Can India go for nuclear power? I mean, is India scientifically advanced and competent enough to set up nuclear power plants?

Yes, in the sixties two boiler water reactors at Tarapur were built, and these reactors are still in operation. Likely sources for import of light water reactor technology are being sought. Such imports have to conform to the latest safety standards and should be economically viable. The recent deal with the Russian federation regarding setting up of two 1000 Mwe units — at Kundankulam is a step in this direction. In the three stage programme, PHWRs were selected for the first stage because of their best utilisation of limited uranium resources, higher plutonium yield, and then indigenous manufacturing capability. The first two 220 Mwe reactors of this design were built at Rawathbhata, near Kota in Rajasthan, with Canadian collaboration. The next two units of 220 Mwe, each built at Kalpakkam, near Chennai, essentially follow the same. Reactors at Narora offered Indian engineers the first opportunity to evolve indigenous design. Two reactors with similar power rating — 220 Mwe are also operational at Kakrapar. Four more 220 Mwe are in advanced stages of construction, two at Kalga and two at Rawatbhata. The next step is 500 Mwe PHWRs.
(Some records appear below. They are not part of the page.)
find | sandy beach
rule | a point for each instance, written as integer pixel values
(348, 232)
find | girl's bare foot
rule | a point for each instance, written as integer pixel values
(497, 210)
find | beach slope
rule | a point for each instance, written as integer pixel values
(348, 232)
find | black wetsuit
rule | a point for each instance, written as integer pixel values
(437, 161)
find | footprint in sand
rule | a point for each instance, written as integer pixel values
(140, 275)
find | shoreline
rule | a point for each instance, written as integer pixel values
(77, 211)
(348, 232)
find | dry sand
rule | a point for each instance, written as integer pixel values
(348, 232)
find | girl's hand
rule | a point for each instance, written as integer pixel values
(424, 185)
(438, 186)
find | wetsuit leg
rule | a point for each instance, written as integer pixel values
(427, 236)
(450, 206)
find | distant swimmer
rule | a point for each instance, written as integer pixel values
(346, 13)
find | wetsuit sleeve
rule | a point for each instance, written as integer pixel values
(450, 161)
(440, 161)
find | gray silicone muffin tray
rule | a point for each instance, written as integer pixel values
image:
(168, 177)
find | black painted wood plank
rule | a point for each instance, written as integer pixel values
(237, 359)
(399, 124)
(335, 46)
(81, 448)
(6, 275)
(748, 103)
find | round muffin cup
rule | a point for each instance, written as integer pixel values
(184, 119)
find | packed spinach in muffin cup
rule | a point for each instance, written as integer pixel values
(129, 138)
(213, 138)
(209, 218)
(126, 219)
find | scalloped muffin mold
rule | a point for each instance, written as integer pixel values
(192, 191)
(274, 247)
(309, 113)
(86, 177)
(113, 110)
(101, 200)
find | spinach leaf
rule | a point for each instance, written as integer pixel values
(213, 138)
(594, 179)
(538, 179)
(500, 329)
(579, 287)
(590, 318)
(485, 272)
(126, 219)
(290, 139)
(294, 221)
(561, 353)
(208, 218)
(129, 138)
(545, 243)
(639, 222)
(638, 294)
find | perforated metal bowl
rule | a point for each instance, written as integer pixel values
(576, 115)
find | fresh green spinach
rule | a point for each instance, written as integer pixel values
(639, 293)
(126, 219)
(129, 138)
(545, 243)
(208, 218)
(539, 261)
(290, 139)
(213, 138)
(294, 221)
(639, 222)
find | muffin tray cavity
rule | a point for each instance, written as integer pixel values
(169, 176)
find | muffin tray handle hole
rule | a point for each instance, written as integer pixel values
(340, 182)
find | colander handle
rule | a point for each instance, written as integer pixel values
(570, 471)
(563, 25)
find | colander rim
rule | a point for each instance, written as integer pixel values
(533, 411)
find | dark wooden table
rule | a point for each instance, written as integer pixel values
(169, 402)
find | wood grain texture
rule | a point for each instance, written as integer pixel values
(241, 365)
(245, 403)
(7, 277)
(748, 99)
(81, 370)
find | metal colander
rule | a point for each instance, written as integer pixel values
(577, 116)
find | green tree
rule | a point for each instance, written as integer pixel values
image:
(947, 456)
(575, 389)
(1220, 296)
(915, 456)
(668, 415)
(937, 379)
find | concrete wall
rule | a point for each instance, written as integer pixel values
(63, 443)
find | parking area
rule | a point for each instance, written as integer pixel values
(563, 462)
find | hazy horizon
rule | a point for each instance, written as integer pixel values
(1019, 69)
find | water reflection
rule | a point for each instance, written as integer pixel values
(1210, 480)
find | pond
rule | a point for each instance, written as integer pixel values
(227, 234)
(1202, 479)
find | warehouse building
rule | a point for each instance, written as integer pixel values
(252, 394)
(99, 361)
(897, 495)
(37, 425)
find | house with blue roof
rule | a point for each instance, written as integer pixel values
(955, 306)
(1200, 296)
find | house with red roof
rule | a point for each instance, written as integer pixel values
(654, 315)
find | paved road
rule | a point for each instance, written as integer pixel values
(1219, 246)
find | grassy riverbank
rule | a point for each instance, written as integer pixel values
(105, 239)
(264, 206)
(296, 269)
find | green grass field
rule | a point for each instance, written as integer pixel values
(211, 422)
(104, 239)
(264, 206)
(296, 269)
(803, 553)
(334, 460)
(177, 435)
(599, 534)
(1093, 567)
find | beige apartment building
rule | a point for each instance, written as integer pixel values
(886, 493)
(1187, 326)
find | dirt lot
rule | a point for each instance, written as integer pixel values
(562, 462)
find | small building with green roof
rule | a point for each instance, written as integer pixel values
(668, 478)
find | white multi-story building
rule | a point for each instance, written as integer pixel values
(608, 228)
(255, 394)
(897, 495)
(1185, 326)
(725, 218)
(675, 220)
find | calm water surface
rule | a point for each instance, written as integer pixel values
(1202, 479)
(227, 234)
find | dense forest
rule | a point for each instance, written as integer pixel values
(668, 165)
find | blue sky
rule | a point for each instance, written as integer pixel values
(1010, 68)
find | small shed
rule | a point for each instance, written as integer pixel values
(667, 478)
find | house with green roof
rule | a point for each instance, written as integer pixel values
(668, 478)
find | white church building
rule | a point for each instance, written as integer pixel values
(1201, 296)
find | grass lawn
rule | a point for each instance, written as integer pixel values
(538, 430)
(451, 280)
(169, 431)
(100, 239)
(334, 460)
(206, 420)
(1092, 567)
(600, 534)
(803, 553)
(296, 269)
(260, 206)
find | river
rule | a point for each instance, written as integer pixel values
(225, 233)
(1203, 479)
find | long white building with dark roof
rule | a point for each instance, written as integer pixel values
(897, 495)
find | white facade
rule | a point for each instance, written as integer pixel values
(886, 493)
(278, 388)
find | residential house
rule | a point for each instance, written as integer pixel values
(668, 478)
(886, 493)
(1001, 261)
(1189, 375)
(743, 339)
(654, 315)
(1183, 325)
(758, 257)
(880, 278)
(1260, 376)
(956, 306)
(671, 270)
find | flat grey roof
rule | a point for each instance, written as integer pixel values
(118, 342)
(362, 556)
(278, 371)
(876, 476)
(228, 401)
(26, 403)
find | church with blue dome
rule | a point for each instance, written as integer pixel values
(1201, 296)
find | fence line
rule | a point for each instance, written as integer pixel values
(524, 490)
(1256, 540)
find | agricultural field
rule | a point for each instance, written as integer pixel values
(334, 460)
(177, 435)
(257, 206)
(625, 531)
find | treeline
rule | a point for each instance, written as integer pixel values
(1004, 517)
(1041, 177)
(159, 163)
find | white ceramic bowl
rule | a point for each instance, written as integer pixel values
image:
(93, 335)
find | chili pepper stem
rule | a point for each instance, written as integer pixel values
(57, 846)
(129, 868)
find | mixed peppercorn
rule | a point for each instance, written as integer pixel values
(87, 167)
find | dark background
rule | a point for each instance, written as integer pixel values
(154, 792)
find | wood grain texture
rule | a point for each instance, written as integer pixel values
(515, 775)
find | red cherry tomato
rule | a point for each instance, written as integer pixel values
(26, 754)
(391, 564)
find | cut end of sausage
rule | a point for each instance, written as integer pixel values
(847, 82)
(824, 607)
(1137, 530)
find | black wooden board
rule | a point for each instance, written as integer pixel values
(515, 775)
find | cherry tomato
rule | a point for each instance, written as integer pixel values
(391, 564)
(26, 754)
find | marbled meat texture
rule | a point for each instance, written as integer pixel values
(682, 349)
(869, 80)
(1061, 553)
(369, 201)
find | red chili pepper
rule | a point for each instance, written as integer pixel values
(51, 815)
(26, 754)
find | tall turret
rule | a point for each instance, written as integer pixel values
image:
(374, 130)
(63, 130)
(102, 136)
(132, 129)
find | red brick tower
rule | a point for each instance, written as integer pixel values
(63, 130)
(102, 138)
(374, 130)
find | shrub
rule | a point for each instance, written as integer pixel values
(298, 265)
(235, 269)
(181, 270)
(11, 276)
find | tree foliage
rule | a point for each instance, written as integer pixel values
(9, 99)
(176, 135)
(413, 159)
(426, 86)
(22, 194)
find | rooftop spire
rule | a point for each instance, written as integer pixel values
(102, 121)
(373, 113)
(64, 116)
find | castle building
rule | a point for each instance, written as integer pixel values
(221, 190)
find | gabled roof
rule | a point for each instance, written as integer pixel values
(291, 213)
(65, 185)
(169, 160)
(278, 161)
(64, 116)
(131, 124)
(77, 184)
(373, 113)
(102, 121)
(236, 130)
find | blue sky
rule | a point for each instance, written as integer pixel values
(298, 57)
You know the technology for the manufacture of various components and equipments in the country are well-established. One should note India is the sixth country in the world after the US, the UK the erstwhile Soviet Union, France and Japan to build and operate an FBR.

These are bound to cast the earth, Is it, for a procession on India worthwhile to spend so much for a poor country as India on nuclear power.

After the Kyoto protocol, funds will poser no problem. It will come from the overseas bodies, and I think, we should be intelligent enough to avail the opportunity.

Are the days of thermal and hydel power over?

No, but I talk about the future, when the demands of electricity would be much more and for that matter, there is no alternative to nuclear power. Now we generate some 450 billion KW per hour by thermal as well as hydel plants — hydroelectric power accounts for 22,000 MWs, coal for about 58,000 MWs, gas 9000 MWs and diesel 6700 MWs. Thus the total thermal output is around 67,000 MW. In the coming years, the demand will be much more not enough supply.

But, perhaps, you may not be aware that in some states, particularly, West Bengal, industries have not come up to such extent that additional power will be needed. Even then, will you advise the West Bengal government to go for nuclear power?

I’m only concerned about the technical aspects, and for that matter, I would suggest, not only West Bengal, but all other states should also go for nuclear power plants. If any states do not need nore power for industrialisation it will be something unfortunate. Everywhere in the world, the demand for power has been increasing and the countries like USA, UK, Japan, France, Gemany and other east and west european countries, now depend fully on nuclear power which is more scientific, economic, ecologically more acceptable.